Entré en la cocina del caserío; una vieja mecía en la cuna a un niño.
—El otro médico está arriba —me dijo.
Subí por una escalera al piso alto. De un cuarto cuya puerta daba al granero, escapaban lamentos roncos, desesperados, y un ¡ay, ené! , regular, que variaba de intensidad, pero que se repetía siempre.
Llamé, y el médico, mi compañero, me abrió la puerta. Del techo del cuarto colgaban trenzas de mazorcas de maíz; en las paredes, blancas por la cal, se veían dos cromos, uno de un Cristo y otro de la Virgen. Un hombre, sentado sobre un arca, lloraba en silencio; en el lecho, la mujer con la cara lívida, sin fuerzas más que para gemir, se abrazaba a su madre... Entraba libremente el viento en el cuarto por los intersticios de la ventana, y en el silencio de la noche resonaban potentes los mugidos de los bueyes...
Mi compañero me explicó el caso, y allá en un rincón hablamos los dos grave y sinceramente, confesando nuestra ignorancia, pensando únicamente en salvar a la enferma.
Hicimos nuestros preparativos. Se colocó en la cama a la mujer... Su madre huyó llena de terror…
Templé los fórceps en agua caliente, y los fui pasando a mi compañero, que colocó fácilmente una hoja del instrumento, después con más dificultad la otra; luego cerró el aparato. Entonces hubo, ayes, gritos de dolor, protestas de rabia, rechinamiento de dientes...; después mi compañero, tembloroso, con la frente llena de sudor, hizo un esfuerzo nervioso, hubo una pausa, seguida de un grito estridente, desgarrador...
Había terminado el martirio; pero la mujer era ya madre, y, olvidando sus dolores, me preguntó, tristemente:
—¿Muerto?
—No, no —le dije yo.
Aquella masa de carne que sostenía en mis manos nos vivía, respiraba.

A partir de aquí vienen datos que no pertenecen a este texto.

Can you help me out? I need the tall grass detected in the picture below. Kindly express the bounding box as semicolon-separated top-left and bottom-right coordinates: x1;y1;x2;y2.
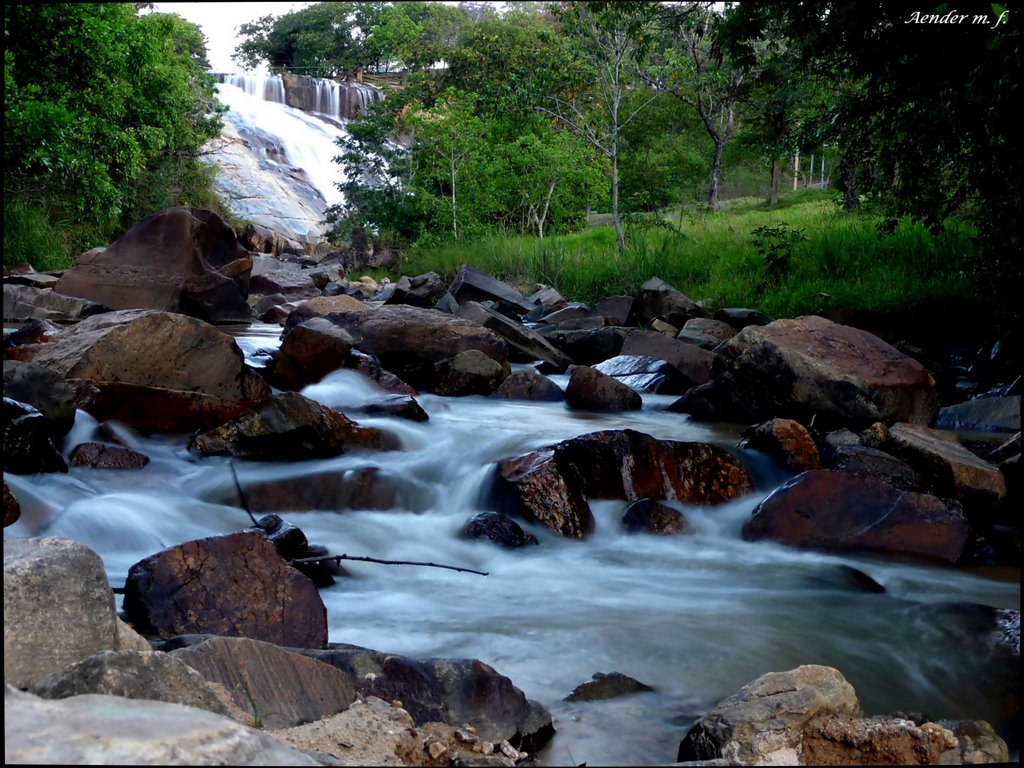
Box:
402;189;973;316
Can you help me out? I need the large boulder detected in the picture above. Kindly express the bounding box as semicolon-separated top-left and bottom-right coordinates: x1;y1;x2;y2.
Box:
677;665;1009;765
124;531;327;648
456;301;572;373
680;315;939;428
631;278;708;328
188;392;398;461
302;644;554;753
309;304;509;390
3;538;118;688
4;686;321;766
28;309;270;432
29;650;231;717
53;207;253;323
743;469;969;562
170;637;355;730
493;429;753;538
565;366;643;411
885;424;1007;514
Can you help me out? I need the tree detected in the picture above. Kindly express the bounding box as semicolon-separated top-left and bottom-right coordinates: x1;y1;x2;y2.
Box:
4;3;220;266
540;2;655;254
641;3;744;210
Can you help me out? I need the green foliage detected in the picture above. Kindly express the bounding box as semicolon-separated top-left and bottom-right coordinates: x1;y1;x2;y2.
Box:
4;3;220;264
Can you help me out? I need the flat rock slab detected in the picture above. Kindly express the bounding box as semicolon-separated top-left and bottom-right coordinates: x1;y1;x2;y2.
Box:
170;637;355;729
4;685;319;766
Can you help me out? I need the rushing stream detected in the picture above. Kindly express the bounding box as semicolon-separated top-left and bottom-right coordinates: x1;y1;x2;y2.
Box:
4;326;1020;766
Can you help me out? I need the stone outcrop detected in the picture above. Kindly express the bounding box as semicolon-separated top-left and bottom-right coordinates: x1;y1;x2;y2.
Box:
565;366;643;411
29;646;230;717
302;645;554;753
4;686;321;766
124;532;327;648
53;208;253;323
677;665;1009;765
492;429;753;538
188;392;398;461
307;304;508;390
169;637;355;730
743;470;969;562
25;309;270;432
680;315;939;428
3;537;118;688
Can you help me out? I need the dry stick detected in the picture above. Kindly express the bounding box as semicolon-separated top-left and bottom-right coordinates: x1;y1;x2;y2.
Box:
290;555;488;575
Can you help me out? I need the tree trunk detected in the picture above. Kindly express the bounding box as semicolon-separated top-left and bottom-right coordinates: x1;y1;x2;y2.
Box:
708;141;725;211
768;158;782;207
611;140;626;256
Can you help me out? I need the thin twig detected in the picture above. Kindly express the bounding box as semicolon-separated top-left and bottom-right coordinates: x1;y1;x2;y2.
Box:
290;555;488;575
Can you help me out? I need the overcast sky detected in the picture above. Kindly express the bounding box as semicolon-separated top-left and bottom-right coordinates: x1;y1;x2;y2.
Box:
154;2;311;72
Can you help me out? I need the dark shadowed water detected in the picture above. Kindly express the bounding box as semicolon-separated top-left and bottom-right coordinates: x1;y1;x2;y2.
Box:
4;326;1020;766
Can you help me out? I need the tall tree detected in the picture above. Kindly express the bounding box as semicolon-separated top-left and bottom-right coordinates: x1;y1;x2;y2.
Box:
540;2;656;254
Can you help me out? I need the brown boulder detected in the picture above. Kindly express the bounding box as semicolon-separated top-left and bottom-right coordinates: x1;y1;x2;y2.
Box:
743;469;968;562
434;349;509;395
53;208;253;323
565;366;643;411
124;531;327;648
319;304;508;391
170;637;355;730
34;309;270;432
885;424;1007;517
745;419;821;474
679;315;939;428
188;392;398;461
70;442;150;469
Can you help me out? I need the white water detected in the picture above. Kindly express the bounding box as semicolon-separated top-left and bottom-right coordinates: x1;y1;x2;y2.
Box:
217;75;348;205
4;327;1020;766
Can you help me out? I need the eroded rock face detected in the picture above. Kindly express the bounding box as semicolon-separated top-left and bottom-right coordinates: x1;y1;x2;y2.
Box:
53;208;252;323
188;392;398;461
4;686;319;766
683;315;939;428
34;309;270;432
170;637;355;729
743;470;969;562
124;531;327;648
493;429;753;538
319;304;508;390
3;538;118;687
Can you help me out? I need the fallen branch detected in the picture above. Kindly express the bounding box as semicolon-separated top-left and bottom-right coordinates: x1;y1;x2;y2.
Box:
289;555;487;575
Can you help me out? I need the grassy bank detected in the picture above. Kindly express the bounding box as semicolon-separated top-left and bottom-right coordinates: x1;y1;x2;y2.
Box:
402;189;973;316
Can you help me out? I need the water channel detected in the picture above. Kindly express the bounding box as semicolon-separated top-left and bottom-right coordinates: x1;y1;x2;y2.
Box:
4;325;1020;766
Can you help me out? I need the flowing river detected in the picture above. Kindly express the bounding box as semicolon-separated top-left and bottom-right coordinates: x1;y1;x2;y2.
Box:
4;325;1020;766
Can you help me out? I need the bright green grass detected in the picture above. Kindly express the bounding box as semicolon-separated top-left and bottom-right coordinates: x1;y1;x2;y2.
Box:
401;189;972;316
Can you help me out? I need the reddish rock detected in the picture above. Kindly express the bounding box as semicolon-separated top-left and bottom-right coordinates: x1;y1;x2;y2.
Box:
743;470;968;562
54;208;253;323
124;532;327;648
188;392;398;461
885;424;1007;515
434;349;509;395
495;449;594;539
170;637;355;730
317;304;508;390
490;370;565;402
678;315;939;428
623;499;687;536
565;366;643;411
746;419;821;474
71;442;150;469
29;309;270;432
273;317;352;389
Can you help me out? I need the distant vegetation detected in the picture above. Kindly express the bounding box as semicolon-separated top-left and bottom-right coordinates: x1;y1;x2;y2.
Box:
4;0;1024;315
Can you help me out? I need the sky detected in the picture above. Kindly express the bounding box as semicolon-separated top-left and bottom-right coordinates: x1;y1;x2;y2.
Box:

Poco después el niño gritaba, con un 'chillido agudo.
—¡Ay, ené! —murmuró la madre, envolviendo con la misma frase, que le servía para expresar sus dolores, todas sus felicidades...
Tras de un largo rato de espera, los médicos salimos de la casa. Había cesado de llover; la noche estaba húmeda y templada; por entre jirones de las negras nubes aparecía la luna iluminando un monte cercano con sus pálidos rayos. Caminaban por el cielo negros nubarrones, y el viento al azotar los árboles murmuraba como el mar oído desde lejos.
Mi compañero y yo hablábamos de la vida del pueblo; de Madrid, que se nos aparecía como un foco de luz, de nuestras tristezas y de nuestras alegrías. Al llegar al recodo del camino nos despedimos:
—¡Adiós! —me dijo él.
—¡Adiós! —le dije yo, y nos estrechamos la mano con la ilusión de dos amigos íntimos, y nos separamos.